Alcuni importanti lavori recenti sulla posizione degli elementi clitici in latino (Adams 1994b e Janse 1994 sui pronomi personali, Adams 1994a sulla copula esse) fanno appello alla nozione di colon introdotta, sulla un base di alcuni fenomeni del latino e del greco, dal filologo classico Eduard Fraenkel (cfr. Fraenkel 1932, 1933, 1964a, 1965, 1966): in particolare si afferma che la legge di Wackernagel (cfr. Wackernagel 1892) può spiegare la posizione di una buona parte degli elementi clitici in latino solo se il suo ambito di applicazione è non la frase, ma il colon.

Si ricorderà che la legge di Wackernagel prevede che gli elementi atoni si collochino dopo la prima parola o il primo sintagma di una frase, come esemplificato in (1) per le frasi principali e in (2) per le frasi subordinate di modo finito:

(1)
a. Delectarunt me tuae litterae (Cic. Fam. 9.16.1)
b. Caninius noster me tuis uerbis admonuit ut scriberem ad te (Cic. Fam. 9.6.1)

(2)
Nunc uide utra te "krisis" magis delectet (Cic. Fam. 9.4)

Secondo gli studi citati, però, la posizione che il pronome assume in (3) (da Adams 1994a: p. 1), è riconducibile alla legge di Wackernagel solo se si assume che la frase possa essere composta da sottounità ritmiche, i cola appunto, e che siano queste a costituire l'ambito di applicazione della legge: i clitici potrebbero collocarsi dopo la prima parola o il primo sintagma di un colon qualsiasi, non necessariamente dopo la prima parola o il primo sintagma del primo colon della frase; in (3), per es., il pronome sarebbe collocato dopo la prima parola del secondo colon (negli esempi la divisione in cola sarà indicata da una barra verticale):

(3) de triumpho autem | nulla me cupiditas umquam tenuit (Cic. Att.7.2.6)

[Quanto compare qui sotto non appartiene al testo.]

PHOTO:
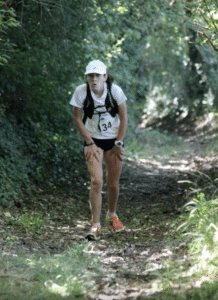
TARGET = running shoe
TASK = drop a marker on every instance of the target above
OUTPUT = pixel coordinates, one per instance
(93, 234)
(114, 223)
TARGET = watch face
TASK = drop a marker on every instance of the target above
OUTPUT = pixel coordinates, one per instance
(118, 144)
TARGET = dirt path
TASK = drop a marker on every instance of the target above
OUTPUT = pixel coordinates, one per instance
(151, 197)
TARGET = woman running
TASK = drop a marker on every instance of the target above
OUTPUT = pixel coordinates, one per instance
(103, 127)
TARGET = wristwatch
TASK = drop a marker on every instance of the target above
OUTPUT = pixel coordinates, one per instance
(90, 144)
(119, 144)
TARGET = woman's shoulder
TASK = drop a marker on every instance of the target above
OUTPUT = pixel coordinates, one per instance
(118, 93)
(81, 88)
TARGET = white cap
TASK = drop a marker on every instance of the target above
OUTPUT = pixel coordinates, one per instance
(96, 66)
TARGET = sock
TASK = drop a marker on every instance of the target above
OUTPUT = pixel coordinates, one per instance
(96, 224)
(111, 213)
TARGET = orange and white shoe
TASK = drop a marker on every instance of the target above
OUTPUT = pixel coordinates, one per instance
(93, 234)
(114, 223)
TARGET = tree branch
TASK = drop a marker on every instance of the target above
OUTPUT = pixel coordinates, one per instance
(209, 39)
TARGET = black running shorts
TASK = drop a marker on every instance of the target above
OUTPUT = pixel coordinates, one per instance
(105, 145)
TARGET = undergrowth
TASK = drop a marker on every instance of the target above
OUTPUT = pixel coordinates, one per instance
(197, 231)
(68, 275)
(153, 144)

Si noti sin d'ora che l'assunzione del colon come dominio di applicazione della legge di Wackernagel, non è in nessun caso sufficiente a rendere conto in maniera esaustiva della collocazione dei pronomi personali clitici e delle forme clitiche della copula esse in latino: sia Adams che Janse devono assumere che queste forme clitiche possano essere collocate anche secondo un'altra modalità, e cioè immediatamente dopo un sintagma (o la prima parola di un sintagma) focalizzato, indipendentemente dalla posizione che questo assume all'interno del colon. Si confronti (4) (da Adams 1994b: p. 125), dove il clitico è collocato dopo la prima parola del sintagma focalizzato maximum_ onus, sintagma che a sua volta non si trova a inizio di colon:

(4) | in quo maximum nobis onus imposuit (Cic. Phil. 11.19)

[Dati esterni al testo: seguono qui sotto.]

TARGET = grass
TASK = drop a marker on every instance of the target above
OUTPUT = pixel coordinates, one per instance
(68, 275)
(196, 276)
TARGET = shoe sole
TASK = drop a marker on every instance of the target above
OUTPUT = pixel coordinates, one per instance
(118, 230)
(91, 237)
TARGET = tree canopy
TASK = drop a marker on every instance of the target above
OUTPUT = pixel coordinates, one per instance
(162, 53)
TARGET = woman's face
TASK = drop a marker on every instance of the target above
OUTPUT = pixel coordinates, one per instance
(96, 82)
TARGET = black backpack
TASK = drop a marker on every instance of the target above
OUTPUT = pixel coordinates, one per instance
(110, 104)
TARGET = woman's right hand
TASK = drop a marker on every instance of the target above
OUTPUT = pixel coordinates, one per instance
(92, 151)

Già solo questa duplicità di trattamento del fenomeno della collocazione dei clitici, che fa appello da una parte a unità ritmiche e dall'altra al concetto semantico-pragmatico di focus, potrebbe renderci sospetta questa analisi e spingerci a cercare una soluzione migliore. [1] All'interno di un quadro teorico che pone precise restrizioni sui rapporti tra i diversi componenti della grammatica, come avviene nel caso della grammatica generativa, una soluzione unitaria sarebbe immaginabile prendendo come punto di partenza la sintassi: per quanto riguarda infatti il focus della frase, esso costituisce una precisa proiezione sintattica all'interno della struttura frasale (Brody 1990); per quanto riguarda le unità intonative, anch'esse possono essere derivate, almeno in parte, dalla struttura sintattica (cfr. Inkelas-Zec 1995). Abbiamo abbozzato una soluzione sintattica al problema della posizione dei clitici in Salvi (1996) (dove peraltro i problemi prosodici non sono presi in considerazione). [2]

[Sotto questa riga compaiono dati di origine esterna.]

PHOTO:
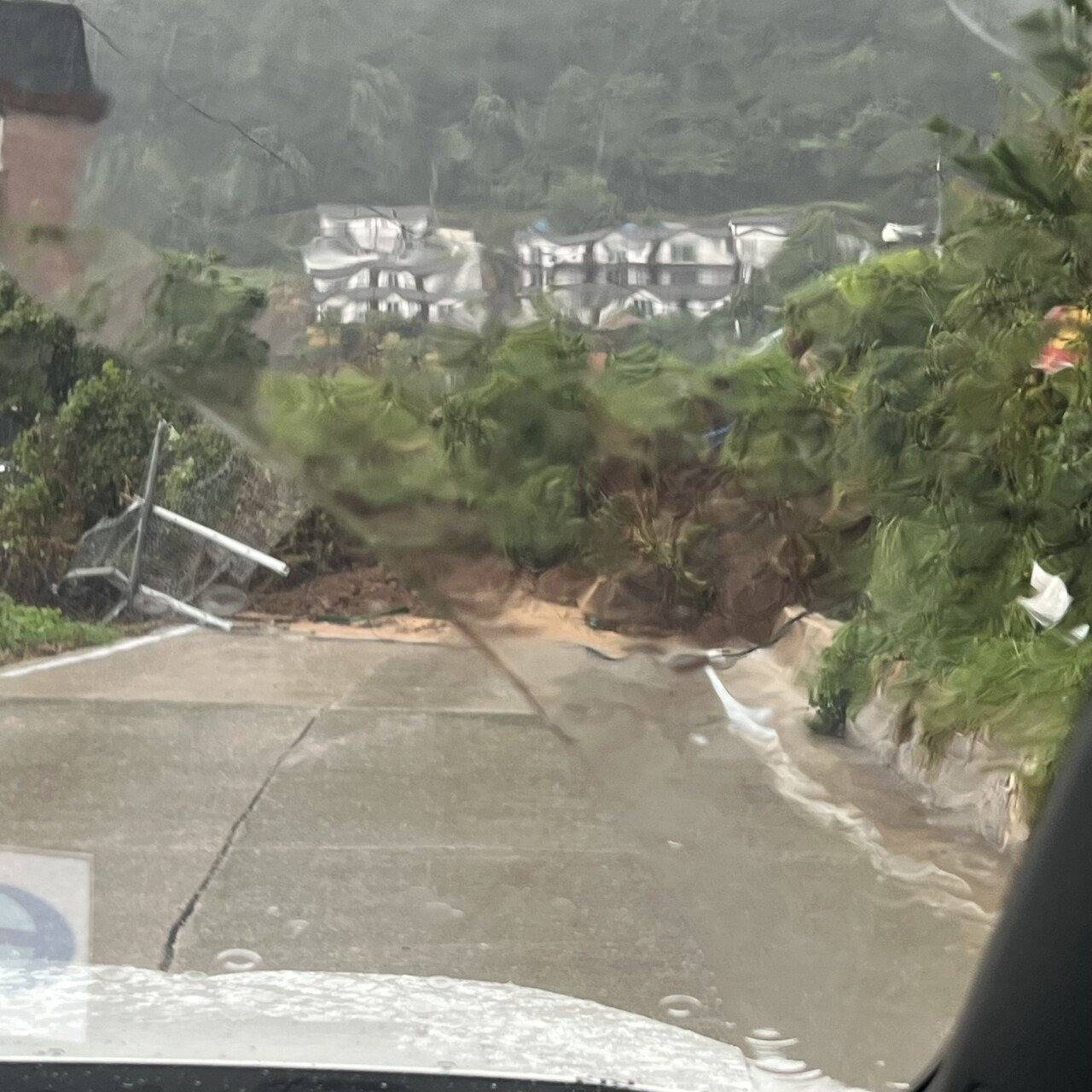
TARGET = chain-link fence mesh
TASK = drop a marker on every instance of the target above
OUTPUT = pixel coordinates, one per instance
(233, 495)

In quanto segue, invece, intendiamo prendere in esame il concetto di colon, cercando di dimostrare che la sua introduzione in una teoria che voglia spiegare la posizione dei clitici in latino, è non solo insufficiente allo scopo (come riconosciuto del resto negli studi citati di Adams e Janse), ma anche inutile, visto che gli stessi fatti possono essere spiegati in maniera più esauriente in base a categorie sintattiche. A questo scopo esamineremo gli argomenti e gli esempi addotti da Fraenkel nei suoi vari lavori (considerando solo i fatti relativi al latino).

Fraenkel si basa su tre tipi di fenomeni per giustificare l'introduzione del colon:

(a)
il distico elegiaco (ed epodico) del periodo classico (gli esempi sono da Properzio) non permette l'enjambement, per cui in tutti i casi in cui una frase si estende al di là dei limiti del distico, si deve supporre una pausa ritmica abbastanza forte alla fine del pentametro: questa pausa separerebbe due cola (Fraenkel 1932);

(b)
siccome i clitici seguono il primo elemento di un'unità intonativa, quando questo elemento non è all'inizio di una frase, esso deve essere preceduto da una pausa, pausa che separerebbe due cola (Fraenkel 1933);

(c)
il vocativo può inserirsi in quei luoghi di una frase dove è possibile una pausa intonativa; un vocativo separerebbe quindi due cola (Fraenkel 1965).

Possiamo notare subito che, se l'unico fenomeno utile per l'individuazione dei cola fosse quello descritto sotto (b), l'utilizzazione della categoria del colon da parte di Adams e Janse per spiegare la posizione dei clitici sarebbe semplicemente circolare e priva di qualsiasi valore esplicativo. La sua utilizzazione è invece lecita se anche gli altri criteri contribuiscono a individuare lo stesso novero di fatti. Come vedremo, le strutture individuate dai criteri (a) e (b) sono grosso modo le stesse, mentre il criterio (c) individua anche strutture supplementari che non possono servire in nessun caso come ambito di applicazione della legge di Wackernagel: tratteremo di queste in un secondo tempo. Per il momento vediamo quali sono le strutture che, nell'esemplificazione di Fraenkel, sono individuate come cola indipendenti, oltre che da (b), anche da almeno un'altro dei criteri.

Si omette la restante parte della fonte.